MAV is quite a common symptom for migraine sufferers. Studies suggest that nearly 30 million people in the United States suffer from migraine and about 27-42% of them experience an element of vertigo during migraine attacks. Moreover, approximately 36% of these patients experienced vertigo even during headache-free periods. MAV can last anywhere from a few minutes to several days, making daily tasks near impossible.
Unfortunately the underlying cause of MAV is still unknown. Oftentimes, vertigo comes from an underlying motion-sickness symptom that is common among migraine sufferers. Hain’s research indicates that 50% of patients with migraine have motion sickness, compared to about 5-20% for control groups. Some researchers also believe that the vertigo may have to do with a gene-related pain control (one that is activated during migraines), as well as with the neurotransmitter serotonin.
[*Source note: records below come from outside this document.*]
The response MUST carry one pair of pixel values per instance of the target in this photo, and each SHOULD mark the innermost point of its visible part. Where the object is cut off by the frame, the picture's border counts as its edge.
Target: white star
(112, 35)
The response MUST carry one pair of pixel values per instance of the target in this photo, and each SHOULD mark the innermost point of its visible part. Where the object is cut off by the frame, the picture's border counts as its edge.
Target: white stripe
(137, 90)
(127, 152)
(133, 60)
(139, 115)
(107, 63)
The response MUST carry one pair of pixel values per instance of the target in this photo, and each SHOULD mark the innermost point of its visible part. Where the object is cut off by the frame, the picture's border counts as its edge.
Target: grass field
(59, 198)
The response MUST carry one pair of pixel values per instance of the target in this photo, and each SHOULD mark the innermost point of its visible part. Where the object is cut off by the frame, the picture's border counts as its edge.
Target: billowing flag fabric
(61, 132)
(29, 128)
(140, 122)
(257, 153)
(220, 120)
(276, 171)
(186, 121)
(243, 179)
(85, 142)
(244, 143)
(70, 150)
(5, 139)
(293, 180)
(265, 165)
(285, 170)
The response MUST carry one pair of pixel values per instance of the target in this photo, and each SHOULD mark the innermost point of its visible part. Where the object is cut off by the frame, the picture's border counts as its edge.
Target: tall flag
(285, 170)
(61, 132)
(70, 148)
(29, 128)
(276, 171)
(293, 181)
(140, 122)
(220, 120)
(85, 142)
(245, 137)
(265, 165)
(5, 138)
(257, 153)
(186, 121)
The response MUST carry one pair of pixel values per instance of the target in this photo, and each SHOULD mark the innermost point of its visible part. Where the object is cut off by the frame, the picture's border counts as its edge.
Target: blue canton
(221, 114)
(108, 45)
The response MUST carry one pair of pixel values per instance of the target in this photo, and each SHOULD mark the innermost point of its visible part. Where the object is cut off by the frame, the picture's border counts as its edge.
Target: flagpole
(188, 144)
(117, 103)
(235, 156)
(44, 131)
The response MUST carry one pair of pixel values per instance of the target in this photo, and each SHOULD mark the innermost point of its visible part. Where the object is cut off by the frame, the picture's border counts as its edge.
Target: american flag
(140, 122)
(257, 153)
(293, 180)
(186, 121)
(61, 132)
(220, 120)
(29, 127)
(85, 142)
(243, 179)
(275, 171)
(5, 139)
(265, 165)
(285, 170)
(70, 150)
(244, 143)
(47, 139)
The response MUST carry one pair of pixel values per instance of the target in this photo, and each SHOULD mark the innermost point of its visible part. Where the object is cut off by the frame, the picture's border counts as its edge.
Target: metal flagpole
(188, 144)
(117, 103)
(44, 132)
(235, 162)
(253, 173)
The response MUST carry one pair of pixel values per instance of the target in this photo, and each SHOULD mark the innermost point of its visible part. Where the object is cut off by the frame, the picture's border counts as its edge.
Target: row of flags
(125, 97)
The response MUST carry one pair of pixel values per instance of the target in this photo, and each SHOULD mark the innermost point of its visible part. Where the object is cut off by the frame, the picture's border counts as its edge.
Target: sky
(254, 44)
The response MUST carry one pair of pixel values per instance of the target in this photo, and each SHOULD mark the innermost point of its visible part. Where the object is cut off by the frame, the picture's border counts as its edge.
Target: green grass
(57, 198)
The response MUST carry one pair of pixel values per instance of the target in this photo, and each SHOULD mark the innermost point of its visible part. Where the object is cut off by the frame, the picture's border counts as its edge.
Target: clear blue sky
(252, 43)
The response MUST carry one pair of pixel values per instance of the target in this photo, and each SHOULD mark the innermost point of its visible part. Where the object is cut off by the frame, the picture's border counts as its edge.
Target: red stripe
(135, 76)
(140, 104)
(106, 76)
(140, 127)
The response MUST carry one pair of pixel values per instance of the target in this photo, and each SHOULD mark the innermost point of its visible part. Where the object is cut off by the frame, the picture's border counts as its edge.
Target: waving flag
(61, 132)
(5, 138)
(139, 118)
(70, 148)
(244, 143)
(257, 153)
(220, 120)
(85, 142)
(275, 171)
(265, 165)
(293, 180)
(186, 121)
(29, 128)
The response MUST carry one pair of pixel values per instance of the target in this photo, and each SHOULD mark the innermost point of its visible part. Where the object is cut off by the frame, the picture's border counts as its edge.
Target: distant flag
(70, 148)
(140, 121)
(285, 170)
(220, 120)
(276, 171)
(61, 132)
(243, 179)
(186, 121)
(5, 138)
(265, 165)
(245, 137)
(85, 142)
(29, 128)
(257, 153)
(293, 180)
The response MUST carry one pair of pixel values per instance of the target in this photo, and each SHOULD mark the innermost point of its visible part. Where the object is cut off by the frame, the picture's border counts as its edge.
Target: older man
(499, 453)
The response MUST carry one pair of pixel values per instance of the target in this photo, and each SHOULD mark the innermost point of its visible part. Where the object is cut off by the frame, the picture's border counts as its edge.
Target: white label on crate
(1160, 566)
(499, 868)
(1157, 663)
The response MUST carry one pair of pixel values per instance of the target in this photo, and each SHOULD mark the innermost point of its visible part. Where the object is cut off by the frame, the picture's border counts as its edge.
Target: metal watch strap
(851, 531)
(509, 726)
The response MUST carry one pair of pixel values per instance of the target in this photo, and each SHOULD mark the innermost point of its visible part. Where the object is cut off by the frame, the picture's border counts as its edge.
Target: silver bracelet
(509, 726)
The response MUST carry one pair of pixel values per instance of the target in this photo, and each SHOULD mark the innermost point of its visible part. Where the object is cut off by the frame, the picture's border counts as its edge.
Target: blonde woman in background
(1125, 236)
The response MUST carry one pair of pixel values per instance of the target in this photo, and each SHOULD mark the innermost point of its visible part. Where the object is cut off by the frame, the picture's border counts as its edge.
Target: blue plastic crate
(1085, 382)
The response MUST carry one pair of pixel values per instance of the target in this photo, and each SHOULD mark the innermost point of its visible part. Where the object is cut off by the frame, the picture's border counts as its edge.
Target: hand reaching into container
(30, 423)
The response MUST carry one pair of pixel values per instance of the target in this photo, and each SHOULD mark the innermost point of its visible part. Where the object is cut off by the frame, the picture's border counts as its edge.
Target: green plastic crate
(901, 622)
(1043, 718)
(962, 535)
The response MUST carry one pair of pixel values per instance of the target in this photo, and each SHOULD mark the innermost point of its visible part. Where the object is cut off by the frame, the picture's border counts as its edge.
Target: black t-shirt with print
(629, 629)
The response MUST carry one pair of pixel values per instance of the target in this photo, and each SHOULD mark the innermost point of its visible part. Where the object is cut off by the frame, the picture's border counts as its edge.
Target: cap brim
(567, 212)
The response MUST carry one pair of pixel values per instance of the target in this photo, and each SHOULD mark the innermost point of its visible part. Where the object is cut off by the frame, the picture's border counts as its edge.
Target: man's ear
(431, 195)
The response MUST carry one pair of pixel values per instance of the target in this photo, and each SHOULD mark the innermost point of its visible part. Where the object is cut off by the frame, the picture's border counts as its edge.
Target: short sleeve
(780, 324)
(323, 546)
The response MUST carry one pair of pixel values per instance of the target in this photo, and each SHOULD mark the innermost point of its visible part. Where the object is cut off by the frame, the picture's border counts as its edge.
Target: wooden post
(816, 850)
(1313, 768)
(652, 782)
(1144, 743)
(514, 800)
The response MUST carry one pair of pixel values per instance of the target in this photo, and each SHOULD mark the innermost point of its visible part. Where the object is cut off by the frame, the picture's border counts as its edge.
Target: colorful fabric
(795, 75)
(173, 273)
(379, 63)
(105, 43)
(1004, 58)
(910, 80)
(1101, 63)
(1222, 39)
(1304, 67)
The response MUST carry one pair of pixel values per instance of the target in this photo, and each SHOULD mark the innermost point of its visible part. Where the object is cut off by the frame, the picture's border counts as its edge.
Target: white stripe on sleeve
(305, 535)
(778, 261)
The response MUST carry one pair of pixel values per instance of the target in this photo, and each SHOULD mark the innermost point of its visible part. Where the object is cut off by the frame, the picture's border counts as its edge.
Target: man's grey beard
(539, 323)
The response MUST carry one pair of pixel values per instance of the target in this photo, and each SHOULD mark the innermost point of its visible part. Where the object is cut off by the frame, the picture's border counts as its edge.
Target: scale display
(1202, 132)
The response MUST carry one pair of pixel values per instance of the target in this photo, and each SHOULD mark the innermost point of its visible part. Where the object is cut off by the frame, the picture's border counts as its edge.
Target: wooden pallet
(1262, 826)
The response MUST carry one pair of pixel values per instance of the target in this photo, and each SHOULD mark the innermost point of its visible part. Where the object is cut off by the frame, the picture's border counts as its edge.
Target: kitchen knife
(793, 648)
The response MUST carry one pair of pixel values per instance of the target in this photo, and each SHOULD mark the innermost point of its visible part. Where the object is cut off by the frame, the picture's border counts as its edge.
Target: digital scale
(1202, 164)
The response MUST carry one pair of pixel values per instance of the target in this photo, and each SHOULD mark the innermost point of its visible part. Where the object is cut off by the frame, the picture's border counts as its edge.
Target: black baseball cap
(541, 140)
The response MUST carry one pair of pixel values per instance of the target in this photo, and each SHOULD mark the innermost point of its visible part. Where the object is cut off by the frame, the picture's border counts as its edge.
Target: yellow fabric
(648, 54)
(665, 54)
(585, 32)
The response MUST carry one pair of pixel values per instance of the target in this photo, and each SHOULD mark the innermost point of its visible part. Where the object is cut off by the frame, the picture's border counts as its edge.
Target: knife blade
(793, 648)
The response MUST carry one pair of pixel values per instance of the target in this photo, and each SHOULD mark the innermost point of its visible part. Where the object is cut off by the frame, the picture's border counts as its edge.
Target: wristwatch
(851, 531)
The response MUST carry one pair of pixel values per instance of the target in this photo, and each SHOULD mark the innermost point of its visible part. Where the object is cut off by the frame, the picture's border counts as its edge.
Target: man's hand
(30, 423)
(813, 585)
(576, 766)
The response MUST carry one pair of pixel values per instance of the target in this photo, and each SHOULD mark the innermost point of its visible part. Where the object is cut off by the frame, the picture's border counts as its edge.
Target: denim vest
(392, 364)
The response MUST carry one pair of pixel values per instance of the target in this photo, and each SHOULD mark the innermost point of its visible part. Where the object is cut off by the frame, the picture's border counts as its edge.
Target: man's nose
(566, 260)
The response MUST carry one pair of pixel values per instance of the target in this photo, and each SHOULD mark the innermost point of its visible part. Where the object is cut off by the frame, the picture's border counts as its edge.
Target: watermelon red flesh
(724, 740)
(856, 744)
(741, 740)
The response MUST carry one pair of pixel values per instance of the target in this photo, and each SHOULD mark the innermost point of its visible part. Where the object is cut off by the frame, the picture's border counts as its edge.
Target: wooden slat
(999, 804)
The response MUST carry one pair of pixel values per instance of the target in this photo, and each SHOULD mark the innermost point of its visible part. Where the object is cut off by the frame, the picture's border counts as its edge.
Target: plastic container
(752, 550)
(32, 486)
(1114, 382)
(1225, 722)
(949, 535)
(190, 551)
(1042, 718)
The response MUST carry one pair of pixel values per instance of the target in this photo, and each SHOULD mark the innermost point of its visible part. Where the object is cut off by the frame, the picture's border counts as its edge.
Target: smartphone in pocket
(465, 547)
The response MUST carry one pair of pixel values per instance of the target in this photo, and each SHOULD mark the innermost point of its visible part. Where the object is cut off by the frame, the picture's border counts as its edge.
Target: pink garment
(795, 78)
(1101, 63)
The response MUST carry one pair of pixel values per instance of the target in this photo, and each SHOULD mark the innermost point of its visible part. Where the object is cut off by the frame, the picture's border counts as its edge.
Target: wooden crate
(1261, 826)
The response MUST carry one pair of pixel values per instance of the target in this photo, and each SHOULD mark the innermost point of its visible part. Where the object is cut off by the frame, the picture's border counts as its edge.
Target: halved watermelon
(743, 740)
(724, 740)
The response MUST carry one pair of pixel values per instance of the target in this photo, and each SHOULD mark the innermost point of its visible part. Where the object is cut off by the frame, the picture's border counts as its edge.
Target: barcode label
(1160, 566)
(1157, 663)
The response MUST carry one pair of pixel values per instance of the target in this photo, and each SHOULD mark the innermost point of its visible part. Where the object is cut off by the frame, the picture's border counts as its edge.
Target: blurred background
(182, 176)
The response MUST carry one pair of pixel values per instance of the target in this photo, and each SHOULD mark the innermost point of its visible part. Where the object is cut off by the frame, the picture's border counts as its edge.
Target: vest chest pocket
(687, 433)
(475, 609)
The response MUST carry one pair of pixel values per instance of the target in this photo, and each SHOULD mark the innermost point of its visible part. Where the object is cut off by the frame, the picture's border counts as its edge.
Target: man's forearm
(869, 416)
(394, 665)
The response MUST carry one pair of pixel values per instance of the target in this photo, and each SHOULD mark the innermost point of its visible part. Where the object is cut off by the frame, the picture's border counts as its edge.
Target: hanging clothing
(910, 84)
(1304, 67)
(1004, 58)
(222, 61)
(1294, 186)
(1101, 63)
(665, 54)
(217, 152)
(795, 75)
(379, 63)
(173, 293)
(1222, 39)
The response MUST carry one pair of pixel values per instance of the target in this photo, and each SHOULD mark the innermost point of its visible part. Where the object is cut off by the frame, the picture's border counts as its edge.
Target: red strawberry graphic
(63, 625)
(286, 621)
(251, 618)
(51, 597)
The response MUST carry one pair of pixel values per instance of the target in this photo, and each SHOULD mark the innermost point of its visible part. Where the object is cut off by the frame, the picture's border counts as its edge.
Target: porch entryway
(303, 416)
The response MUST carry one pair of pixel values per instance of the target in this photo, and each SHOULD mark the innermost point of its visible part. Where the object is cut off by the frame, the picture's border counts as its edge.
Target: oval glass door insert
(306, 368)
Current diagnosis of MAV is done by examining clinical histories, if available, or testing for vertigo immediately before, during and/or after a migraine attack.
Because causes of MAV are unknown, treatment is limited to trying to reduce the prevalence of the actual migraine and its associated symptoms. We recommend avoiding certain food triggers such as cheese, chocolate, alcohol and products containing MSG. For some patients, treatment with verapamil, or a long-acting beta-blocker such as propranolol or a tricyclic medication such as amitriptyline has shown promise. Verapamil and amitriptyline are especially helpful because of their anticholinergic properties, which may help control vertigo independently of whether they help with migraines, Hain’s report states.